Über dem Eingang des kleinen Bastelladens mit dem Namen Made by Earl, bimmelte eine Glocke, als ich die rustikale Tür öffnete.

»Schön, dass du wieder vorbei schaust, Julia!«, grüßte mich Earl, der Besitzer des Ladens. 

Er war fast fünfzig. Seine grau-braunen Haare reichten ihm normalerweise bis zu den Schultern, allerdings trug er meistens einen niedrigen Pferdeschwanz. Seine Kleidung erinnerte mich oft an die eines Mannes, der als Einsiedler alleine im Wald lebte und den ganzen Tag nur meditierte.

Ich liebe es.

Earl führte dieses Geschäft schon ewig. Sogar so lange, dass er mich und Grace oft hier zusammen gesehen hatte, als wir noch klein waren. Und schon seit damals war es mein Lieblingsort in dieser Stadt. Hierher führte mich jedes Mal mein Weg, sobald ich neue Pinsel, Leinwände, Farben oder andere Utensilien fürs Malen brauchte. Aber auch Bastelzeugs wie Papier, Wolle, Stoff, Glitzer, Knöpfe oder Klebstoff. All das kaufte ich bei ihm schon haufenweise.

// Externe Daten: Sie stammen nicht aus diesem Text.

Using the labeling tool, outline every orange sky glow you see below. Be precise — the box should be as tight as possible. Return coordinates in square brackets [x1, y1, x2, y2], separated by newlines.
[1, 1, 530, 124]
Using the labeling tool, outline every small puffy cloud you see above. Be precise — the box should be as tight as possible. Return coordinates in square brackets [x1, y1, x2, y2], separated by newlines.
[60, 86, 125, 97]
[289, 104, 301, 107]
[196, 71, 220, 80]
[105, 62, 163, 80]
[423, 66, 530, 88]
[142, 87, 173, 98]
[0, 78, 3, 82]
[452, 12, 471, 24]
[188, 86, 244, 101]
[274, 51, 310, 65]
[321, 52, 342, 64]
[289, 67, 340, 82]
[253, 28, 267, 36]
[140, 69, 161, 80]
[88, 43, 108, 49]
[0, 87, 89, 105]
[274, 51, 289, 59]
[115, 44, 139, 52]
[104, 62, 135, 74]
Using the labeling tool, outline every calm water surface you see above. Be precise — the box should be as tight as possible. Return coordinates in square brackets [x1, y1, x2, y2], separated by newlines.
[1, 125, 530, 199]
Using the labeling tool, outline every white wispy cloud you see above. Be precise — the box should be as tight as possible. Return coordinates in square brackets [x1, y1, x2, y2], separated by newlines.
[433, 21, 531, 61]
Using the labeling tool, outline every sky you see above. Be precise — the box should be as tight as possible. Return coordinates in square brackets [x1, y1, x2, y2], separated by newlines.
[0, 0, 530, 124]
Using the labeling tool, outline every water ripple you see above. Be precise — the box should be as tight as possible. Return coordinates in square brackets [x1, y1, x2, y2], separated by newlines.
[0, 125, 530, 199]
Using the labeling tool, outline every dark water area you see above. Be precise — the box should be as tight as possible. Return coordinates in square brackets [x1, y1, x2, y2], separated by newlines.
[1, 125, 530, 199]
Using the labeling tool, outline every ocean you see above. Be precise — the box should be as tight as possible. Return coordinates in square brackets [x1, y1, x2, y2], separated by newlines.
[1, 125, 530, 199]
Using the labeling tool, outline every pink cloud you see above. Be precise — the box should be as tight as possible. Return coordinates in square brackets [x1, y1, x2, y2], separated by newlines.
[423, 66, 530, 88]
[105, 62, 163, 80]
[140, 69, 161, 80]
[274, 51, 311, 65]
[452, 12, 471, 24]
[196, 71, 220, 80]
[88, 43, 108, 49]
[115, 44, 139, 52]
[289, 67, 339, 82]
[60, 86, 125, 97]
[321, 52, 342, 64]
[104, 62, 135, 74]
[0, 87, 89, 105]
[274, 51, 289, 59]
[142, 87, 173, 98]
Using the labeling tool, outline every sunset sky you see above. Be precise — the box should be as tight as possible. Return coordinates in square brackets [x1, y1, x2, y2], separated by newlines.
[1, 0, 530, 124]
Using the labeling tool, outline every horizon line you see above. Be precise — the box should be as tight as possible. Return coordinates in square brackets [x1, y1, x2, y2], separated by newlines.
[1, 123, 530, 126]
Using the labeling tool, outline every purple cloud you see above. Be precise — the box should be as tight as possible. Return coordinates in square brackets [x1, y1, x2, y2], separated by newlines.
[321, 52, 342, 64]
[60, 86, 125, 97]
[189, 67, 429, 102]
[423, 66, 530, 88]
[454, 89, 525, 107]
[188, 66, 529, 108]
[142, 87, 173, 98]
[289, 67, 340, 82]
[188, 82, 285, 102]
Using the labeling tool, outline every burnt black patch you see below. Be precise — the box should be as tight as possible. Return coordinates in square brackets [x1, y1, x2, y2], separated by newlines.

Genau wie ich, widmete sich Earl ab einem gewissen Zeitpunkt dem kreativ sein. Durch das Malen oder Basteln, konnte er alles andere in dieser Welt stummschalten. Er war derjenige, der mir damals zeigte, wie man unterschiedliche Malrichtungen richtig ausführte. Earl brachte mir vieles beim Malen bei, wofür ich ihm ewig dankbar sein würde.

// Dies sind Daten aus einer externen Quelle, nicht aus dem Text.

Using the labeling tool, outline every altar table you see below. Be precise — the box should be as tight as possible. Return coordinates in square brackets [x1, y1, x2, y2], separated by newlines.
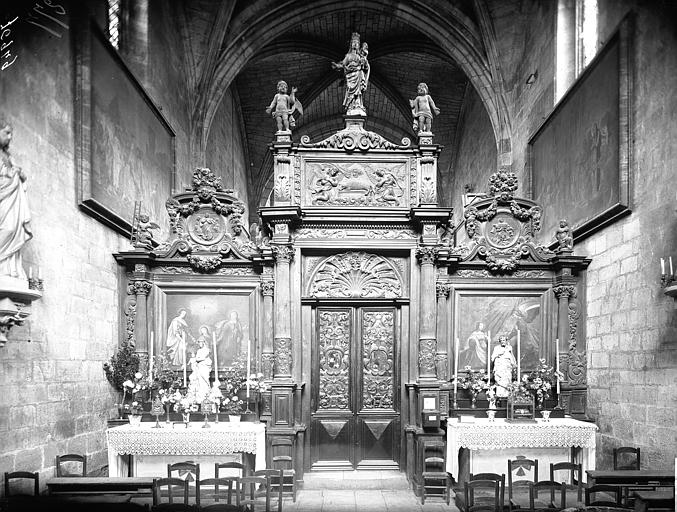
[446, 418, 597, 482]
[106, 422, 266, 477]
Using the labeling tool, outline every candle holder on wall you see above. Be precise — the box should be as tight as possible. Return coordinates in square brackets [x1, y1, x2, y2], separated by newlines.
[660, 257, 677, 303]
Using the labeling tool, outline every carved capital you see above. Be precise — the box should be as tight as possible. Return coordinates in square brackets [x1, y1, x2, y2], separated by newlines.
[436, 282, 450, 298]
[272, 245, 294, 262]
[416, 246, 439, 265]
[131, 280, 153, 296]
[274, 337, 292, 377]
[261, 353, 275, 381]
[260, 281, 275, 297]
[435, 353, 448, 380]
[553, 285, 577, 300]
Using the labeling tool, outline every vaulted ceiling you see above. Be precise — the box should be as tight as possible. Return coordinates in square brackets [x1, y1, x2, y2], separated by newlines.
[175, 0, 506, 217]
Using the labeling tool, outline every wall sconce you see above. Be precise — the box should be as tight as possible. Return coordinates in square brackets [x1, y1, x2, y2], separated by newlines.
[0, 297, 26, 348]
[0, 270, 43, 347]
[661, 257, 677, 302]
[526, 71, 538, 85]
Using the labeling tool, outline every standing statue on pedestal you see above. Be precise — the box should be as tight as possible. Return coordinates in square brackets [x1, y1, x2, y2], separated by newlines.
[491, 335, 517, 398]
[332, 32, 370, 116]
[555, 219, 573, 252]
[0, 117, 32, 280]
[188, 333, 213, 402]
[265, 80, 303, 133]
[410, 83, 440, 134]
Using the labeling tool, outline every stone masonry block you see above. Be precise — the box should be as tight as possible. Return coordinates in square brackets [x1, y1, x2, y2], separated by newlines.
[620, 255, 638, 274]
[590, 351, 609, 368]
[9, 405, 36, 430]
[622, 218, 641, 241]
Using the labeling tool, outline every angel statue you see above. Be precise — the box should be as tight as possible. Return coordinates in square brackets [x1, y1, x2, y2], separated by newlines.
[265, 80, 303, 133]
[132, 212, 159, 249]
[410, 82, 440, 133]
[332, 32, 370, 116]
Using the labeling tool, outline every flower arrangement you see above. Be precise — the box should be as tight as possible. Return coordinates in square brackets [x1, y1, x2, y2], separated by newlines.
[525, 358, 562, 406]
[169, 389, 200, 415]
[149, 353, 181, 393]
[103, 340, 141, 392]
[122, 371, 148, 415]
[220, 381, 244, 415]
[453, 366, 490, 402]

Ich selbst hätte nie behaupten können, dass das Malen mein Talent war. Mit den Jahren wurden meine Motive ordentlicher und detaillierter und vielleicht sogar besser, aber mir ging es dabei nie ums gut sein. Kunst war subjektiv, so also auch meine. Jeder interpretierte etwas anderes in den unterschiedlichsten Kunstwerken. Das Grübeln über Motive gefiel mir genauso sehr wie das eigentliche Arbeiten mit einem Pinsel oder Stift.

»Hey, Earl. Ich hab dir was mitgebracht.« Sobald ich mich dem Tresen tanzend näherte, lächelte Earl glücklich. »Das hier ist für dich«, sagte ich und stellte ihm eine kleine weiße Papptüte auf den Tresen.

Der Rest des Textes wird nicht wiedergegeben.